Which brings us back to the main point: I've no earthly idea as to whether Obama actually meets the qualification of a "natural-born" citizen. What I do know, however, is that there is certainly enough cause for concern and questions. To pretend like this is a simple issue which is immediately dispelled by his Hawaiian certificate of live birth is completely dishonest (or ignorant, as the case may be).

And even more astounding to me are the people who will argue with those "crazy birthers" for hours about legal precedent but with the same breath claim there is no uncertainty in the matter. If there is legitimate debate about whether or not our president meets the Constitutional requirements to be our president, then for Christ's sake - let's hear it out at the highest levels and stop pretending like it's a huge tin foil hat conspiracy. God forbid the American people ask their president to prove he's constitutionally qualified to hold the highest position in the land! Egads! What will they think of next? Asking you to show your driver's license when you order alcohol?! The horror!!!

The fact remains, there is just one person who can make this all go away: Barack Hussein Obama. In an instant, "Mr. Transparency" could release all of his records (as John McCain did when his natural-born status was in question). If everything is on the up-and-up, as Obama and his lapdog media purport, there is absolutely no reason not to release all of his birth, school, adoption and travel records. Assuming everything is in order, he will have done everything in his power to prove himself as Constitutionally qualified to the American people and the only people still talking about this conspiracy will then truly be, those "crazy birthers." All of this controversy has been fueled by his lack of transparency and stubborn refusal to be forthcoming with his documentation. Blaming the "birthers" before Obama has done everything in his power to clear up the concerns is ridiculous.

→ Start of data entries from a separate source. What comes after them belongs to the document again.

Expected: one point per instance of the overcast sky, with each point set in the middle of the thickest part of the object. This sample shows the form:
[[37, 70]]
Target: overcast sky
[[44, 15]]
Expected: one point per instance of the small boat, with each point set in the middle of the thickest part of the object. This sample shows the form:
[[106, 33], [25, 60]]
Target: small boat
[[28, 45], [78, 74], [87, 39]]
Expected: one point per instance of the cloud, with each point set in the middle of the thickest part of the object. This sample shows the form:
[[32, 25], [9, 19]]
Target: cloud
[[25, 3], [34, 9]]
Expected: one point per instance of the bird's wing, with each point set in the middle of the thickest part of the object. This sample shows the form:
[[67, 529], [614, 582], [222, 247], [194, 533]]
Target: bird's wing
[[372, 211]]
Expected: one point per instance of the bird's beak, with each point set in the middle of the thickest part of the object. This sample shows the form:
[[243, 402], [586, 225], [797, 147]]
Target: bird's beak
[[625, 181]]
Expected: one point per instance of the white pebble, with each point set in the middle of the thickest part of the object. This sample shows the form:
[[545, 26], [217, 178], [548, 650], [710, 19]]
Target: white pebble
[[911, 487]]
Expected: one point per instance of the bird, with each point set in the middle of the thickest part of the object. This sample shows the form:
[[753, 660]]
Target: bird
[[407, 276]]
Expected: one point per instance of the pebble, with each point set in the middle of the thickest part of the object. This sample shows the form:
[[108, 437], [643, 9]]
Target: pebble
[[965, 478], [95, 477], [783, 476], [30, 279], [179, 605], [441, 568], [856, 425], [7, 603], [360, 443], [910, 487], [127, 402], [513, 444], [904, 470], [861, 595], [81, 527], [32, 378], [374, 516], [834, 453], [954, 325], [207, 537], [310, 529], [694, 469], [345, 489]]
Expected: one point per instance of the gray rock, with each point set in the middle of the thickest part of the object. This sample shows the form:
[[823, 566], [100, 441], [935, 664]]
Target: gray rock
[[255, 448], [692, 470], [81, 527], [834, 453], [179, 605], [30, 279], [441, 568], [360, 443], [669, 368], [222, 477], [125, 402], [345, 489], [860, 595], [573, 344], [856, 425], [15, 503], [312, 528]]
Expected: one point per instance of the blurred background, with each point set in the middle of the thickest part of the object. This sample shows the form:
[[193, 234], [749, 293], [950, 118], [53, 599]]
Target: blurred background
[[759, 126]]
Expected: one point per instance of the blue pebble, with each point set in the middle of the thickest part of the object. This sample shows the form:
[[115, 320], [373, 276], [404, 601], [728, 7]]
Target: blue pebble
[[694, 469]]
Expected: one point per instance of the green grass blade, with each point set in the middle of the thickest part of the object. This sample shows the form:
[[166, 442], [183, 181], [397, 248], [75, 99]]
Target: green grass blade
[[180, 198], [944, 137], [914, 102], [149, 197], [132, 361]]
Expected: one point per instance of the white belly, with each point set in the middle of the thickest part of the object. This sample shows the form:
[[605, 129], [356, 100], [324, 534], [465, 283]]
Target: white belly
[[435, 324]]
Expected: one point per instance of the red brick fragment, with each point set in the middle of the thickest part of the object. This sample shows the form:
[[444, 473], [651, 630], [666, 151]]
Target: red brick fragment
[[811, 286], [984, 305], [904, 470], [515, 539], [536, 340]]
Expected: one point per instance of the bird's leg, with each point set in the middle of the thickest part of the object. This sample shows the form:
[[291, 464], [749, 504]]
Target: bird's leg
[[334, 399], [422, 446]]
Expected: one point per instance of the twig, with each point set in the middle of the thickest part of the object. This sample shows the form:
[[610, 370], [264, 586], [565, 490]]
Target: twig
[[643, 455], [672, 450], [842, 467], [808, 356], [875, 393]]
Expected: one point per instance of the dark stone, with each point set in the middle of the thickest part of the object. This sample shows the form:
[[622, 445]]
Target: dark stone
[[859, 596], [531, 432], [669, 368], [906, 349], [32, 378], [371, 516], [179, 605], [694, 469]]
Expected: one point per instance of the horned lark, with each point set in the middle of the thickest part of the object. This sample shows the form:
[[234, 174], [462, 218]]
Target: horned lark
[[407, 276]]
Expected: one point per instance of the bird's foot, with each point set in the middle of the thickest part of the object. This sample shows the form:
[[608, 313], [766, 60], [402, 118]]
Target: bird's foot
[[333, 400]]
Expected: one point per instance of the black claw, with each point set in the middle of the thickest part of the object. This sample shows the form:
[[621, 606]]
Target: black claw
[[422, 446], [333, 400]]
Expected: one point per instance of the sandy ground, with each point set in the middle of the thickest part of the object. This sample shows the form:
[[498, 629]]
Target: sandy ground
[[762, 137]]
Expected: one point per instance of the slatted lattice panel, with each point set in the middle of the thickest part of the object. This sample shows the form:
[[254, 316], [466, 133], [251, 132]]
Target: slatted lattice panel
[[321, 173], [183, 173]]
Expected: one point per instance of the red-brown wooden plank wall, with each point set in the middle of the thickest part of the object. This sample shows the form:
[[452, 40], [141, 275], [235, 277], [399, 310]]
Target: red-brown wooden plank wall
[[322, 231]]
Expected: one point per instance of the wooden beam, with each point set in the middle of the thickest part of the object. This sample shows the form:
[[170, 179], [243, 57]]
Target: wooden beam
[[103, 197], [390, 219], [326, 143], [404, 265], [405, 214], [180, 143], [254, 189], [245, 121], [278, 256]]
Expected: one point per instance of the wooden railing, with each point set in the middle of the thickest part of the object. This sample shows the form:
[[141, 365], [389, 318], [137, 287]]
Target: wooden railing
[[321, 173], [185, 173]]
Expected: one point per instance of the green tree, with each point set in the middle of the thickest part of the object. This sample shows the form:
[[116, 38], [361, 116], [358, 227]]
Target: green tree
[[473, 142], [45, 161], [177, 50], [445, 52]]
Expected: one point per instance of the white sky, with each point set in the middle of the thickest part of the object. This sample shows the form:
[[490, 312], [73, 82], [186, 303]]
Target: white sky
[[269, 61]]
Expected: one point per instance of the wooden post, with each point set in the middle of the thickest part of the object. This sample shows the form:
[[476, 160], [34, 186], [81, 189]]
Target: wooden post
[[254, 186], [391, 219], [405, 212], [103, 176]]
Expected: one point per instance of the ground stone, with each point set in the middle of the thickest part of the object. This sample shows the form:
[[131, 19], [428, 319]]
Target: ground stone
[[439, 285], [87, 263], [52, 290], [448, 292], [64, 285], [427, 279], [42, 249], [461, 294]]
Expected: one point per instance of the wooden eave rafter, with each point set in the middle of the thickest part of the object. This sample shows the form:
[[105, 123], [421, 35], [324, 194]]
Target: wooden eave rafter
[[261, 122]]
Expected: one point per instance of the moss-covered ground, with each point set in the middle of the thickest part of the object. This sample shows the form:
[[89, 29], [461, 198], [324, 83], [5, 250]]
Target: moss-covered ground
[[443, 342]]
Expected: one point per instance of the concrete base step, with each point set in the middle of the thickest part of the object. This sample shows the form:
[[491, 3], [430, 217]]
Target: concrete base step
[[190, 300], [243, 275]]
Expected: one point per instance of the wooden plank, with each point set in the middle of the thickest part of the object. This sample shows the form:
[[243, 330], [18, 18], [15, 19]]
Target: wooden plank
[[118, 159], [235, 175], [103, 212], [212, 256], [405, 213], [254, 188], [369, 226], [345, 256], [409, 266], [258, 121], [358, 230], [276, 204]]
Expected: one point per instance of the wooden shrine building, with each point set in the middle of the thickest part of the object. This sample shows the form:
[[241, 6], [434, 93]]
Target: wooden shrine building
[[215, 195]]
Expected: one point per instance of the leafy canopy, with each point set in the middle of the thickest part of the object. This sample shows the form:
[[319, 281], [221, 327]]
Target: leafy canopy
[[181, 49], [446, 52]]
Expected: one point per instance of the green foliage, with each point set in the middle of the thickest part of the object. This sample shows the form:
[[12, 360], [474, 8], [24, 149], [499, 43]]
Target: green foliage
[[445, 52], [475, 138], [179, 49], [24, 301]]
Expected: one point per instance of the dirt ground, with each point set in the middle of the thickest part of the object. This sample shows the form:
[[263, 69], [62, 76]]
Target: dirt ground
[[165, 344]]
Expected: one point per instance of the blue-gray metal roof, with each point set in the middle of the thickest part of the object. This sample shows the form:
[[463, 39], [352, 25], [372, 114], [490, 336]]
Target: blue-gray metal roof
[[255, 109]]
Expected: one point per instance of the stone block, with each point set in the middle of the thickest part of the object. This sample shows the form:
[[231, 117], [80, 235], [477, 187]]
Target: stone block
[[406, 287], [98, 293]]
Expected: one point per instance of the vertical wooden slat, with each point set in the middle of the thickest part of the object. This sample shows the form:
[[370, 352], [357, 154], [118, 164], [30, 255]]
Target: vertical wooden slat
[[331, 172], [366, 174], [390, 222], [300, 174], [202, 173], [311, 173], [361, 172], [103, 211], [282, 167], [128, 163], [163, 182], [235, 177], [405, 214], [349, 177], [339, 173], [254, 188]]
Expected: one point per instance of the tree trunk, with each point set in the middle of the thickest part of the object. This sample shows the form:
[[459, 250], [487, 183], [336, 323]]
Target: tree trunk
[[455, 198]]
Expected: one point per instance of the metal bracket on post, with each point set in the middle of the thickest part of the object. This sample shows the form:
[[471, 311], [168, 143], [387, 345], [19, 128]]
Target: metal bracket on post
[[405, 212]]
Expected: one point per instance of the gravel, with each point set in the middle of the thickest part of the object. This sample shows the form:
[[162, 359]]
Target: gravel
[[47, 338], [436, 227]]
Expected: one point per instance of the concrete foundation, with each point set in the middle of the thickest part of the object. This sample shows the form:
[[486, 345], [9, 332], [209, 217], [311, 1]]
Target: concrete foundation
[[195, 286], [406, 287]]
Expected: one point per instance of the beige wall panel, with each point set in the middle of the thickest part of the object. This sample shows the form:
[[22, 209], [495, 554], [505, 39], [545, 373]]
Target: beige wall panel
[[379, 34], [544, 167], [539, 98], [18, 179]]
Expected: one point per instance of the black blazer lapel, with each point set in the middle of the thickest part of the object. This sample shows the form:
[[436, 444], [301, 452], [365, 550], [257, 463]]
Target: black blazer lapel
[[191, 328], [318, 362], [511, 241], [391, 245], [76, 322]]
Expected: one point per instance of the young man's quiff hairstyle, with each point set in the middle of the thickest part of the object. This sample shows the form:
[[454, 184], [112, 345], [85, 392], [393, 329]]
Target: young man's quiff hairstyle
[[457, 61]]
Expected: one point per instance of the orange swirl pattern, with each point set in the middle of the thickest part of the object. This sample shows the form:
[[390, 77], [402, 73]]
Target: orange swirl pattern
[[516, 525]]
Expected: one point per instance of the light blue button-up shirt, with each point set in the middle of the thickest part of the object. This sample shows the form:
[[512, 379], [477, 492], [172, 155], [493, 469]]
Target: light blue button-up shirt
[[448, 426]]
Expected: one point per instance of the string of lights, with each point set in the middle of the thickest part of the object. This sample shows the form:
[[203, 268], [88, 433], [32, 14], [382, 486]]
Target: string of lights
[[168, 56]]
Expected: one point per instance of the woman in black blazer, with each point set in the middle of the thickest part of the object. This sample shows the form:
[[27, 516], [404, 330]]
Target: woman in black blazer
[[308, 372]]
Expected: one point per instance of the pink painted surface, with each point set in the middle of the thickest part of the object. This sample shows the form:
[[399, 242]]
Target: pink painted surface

Until such time that Obama releases his records, it would be nice to see supposed "right-wing" blogs and media grow a pair and do some actual investigation and research into the more substantial concerns of this debate. There's a lot more to this than, "Was he born in Kenya?! OMG, is his birth certificate real?!" Pretending like this whole eligibility debate hinges on Obama's birth certificate is ignorant, willfully misleading or flat stupid... or all three.

In the words of Sarah Palin to the media, "Stop making stuff up!"